VANN NATH Le peintre des Khmers rouges (Mastragostino/Castaldi)

BD. 1978, en pleine révolution Khmer, des soldats du parti viennent arrêter Vann Nath chez lui. Il est alors emmené puis attaché avec d’autres hommes et battu, humilié et torturé. Sans savoir pourquoi. Au bout d’une semaine, il est traîné en laisse comme un chien et quand on lui retire son bandeau, il se rend compte qu’il est dans la prison de Choeung Ek, que l’on connaît mieux sous le nom de camp S-21. Après un mois passé allongé sur le sol et entravé par les pieds avec 50 camarades de souffrance, quelqu’un vient enfin le chercher pour rencontrer le camarade Duch, le chef du camp, qui a entendu parler de ses dons de peintre. Il lui confie la réalisation de tableaux de Pol Pot et d’autres dirigeants du parti, en lui précisant qu’il a intérêt à faire de son mieux, tout en faisant preuve d’humilité…Notre homme se met à la tâche au milieu des cris d’horreur et de douleur des prisonniers que l’on torture, conscient qu’il n’a pas le droit à l’erreur…
Deux millions de personnes tuées, dont 60% brutalement, en 4 ans. Près de 1 300 000 cadavres retrouvés dans les quelque 25 000 fosses communes découvertes après la chute du régime. Et pour le camp S-21, sur les 20 000 personnes qui y ont été enfermées, seules 12, sept adultes et cinq enfants, ont survécu. Voilà pourquoi Vann Nath n’a jamais arrêté de peindre après sa libération, de participer à des documentaires et d’écrire des livres. Pour raconter ce qui s’est passé et que l’on n’oublie jamais ce qui est arrivé à ces personnes accusées sans raison. Que les nouvelles générations comprennent quelles furent leur souffrance et leur humiliation.
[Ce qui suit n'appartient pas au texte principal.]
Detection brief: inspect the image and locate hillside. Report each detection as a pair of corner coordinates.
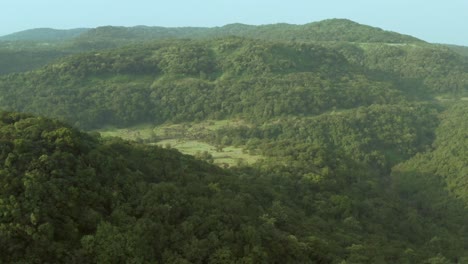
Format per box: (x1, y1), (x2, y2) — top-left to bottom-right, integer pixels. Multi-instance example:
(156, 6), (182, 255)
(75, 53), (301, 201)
(0, 19), (424, 74)
(0, 20), (468, 263)
(0, 113), (467, 263)
(0, 38), (468, 128)
(75, 19), (424, 47)
(0, 28), (88, 42)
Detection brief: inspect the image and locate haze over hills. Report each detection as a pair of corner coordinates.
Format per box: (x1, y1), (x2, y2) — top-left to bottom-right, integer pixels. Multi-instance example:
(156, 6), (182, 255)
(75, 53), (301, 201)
(0, 28), (89, 41)
(0, 19), (468, 263)
(0, 19), (422, 43)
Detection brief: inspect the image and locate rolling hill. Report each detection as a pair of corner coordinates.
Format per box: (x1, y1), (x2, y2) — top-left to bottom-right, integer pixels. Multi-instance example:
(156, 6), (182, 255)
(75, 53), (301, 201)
(0, 19), (468, 263)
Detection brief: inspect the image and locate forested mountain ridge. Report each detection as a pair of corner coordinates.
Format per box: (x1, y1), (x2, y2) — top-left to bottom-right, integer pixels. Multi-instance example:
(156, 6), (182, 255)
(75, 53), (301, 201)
(0, 28), (89, 42)
(0, 38), (468, 128)
(0, 19), (424, 74)
(0, 113), (467, 263)
(76, 19), (424, 43)
(0, 20), (468, 263)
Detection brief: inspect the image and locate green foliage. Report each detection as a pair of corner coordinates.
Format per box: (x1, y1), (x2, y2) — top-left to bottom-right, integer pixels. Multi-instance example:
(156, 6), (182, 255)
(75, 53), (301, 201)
(0, 20), (468, 263)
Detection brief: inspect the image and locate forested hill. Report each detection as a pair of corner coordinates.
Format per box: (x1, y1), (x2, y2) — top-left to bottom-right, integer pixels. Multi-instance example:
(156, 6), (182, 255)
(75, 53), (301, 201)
(0, 109), (468, 263)
(76, 19), (423, 43)
(0, 28), (88, 42)
(0, 37), (468, 128)
(0, 20), (468, 264)
(0, 19), (432, 75)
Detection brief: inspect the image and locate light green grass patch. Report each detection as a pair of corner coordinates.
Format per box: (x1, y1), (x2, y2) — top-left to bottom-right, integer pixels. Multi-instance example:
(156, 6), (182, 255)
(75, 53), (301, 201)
(156, 139), (262, 166)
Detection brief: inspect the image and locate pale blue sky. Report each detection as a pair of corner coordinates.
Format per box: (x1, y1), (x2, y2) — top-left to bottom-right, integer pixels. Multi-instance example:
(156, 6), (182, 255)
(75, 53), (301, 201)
(0, 0), (468, 46)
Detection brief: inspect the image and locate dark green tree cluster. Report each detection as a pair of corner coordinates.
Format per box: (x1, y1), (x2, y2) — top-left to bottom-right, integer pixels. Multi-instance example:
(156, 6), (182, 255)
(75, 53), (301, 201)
(0, 113), (466, 263)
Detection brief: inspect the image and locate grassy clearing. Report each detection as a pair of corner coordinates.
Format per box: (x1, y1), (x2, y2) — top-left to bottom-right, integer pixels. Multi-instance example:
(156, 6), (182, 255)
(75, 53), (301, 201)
(97, 120), (262, 166)
(156, 139), (262, 166)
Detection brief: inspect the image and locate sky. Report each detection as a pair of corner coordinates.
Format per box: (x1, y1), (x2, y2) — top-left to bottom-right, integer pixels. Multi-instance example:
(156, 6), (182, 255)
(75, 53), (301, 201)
(0, 0), (468, 46)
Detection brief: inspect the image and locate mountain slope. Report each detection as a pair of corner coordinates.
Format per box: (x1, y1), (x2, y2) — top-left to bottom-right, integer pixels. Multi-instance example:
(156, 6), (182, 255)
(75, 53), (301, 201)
(0, 113), (466, 263)
(76, 19), (424, 43)
(0, 38), (462, 128)
(0, 28), (89, 42)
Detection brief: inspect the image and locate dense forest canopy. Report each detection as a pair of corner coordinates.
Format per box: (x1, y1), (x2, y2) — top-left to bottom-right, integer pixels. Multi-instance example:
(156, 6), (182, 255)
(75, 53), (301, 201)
(0, 19), (468, 264)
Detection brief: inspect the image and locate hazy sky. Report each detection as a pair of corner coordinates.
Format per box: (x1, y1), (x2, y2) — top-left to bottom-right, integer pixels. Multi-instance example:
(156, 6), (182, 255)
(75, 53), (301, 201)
(0, 0), (468, 46)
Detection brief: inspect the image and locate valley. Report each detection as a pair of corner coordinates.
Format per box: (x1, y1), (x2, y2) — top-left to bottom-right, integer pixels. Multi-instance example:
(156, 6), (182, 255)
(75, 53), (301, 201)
(0, 19), (468, 264)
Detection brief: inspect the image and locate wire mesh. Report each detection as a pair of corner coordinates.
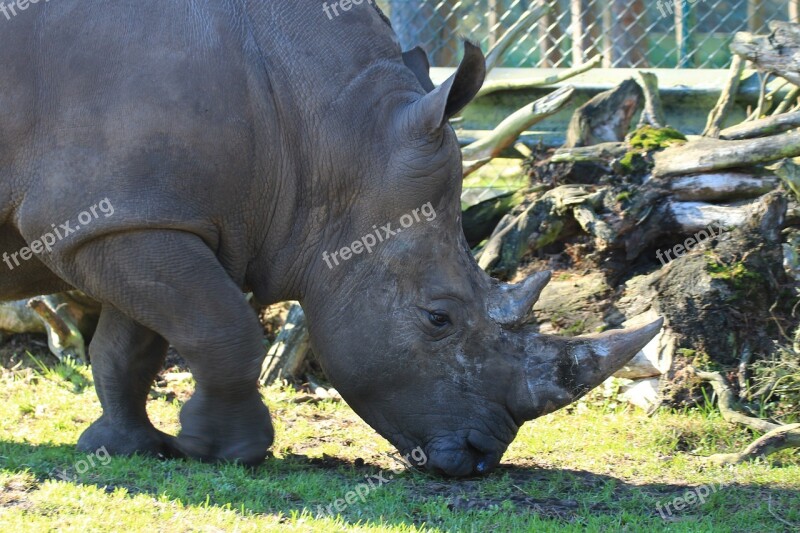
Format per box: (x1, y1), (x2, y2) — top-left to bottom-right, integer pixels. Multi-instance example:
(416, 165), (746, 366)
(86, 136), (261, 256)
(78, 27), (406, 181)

Un témoignage que Mastragostino et Castaldi se chargent ici de transmettre à leur tour tout en rendant hommage au peintre mort en 2011 des séquelles de sa période de détention (des problèmes rénaux chroniques l’obligèrent à subir une dialyse quotidienne) dans ce récit fort, particulièrement réussi. Mastragostino livre un scénario fluide et inspiré qui bouscule la chronologie des faits (il fait de constants allers et retours dans le temps) pour mieux montrer l’impossibilité de Vann Nath d’oublier les Khmers rouges et le génocide et de mener une vie normale. Mais c’est véritablement le travail graphique de Castaldi, superbe, et son étonnante capacité d’évocation, qui fait de Vann Nath un récit à part. Refusant de rendre belle la mort et la souffrance, le dessinateur a opté pour un trait au crayon, fin et délicat quand il s’agit d’esquisser les visages et les silhouettes des personnages et plus appuyé et épais, voire charbonneux, pour dessiner cheveux ou sourcils, le tout sans encrage, simplement rehaussé de lavis de gris et de quelques touches de rouge (difficile d’occulter tout le sang versé…) ici ou là. Un dessin sobre mais très expressif et même touchant (on pense à certains portraits) par moments. Idéal pour mettre en images les ténèbres dans lesquelles le Cambodge fut plongé pendant tant d’années par la faute de la folie des Khmers rouges. Et un magnifique hommage à ce peintre combattant de la mémoire dont on retrouve les peintures dans une galerie bonus en fin de récit. A ne manquer sous aucun prétexte!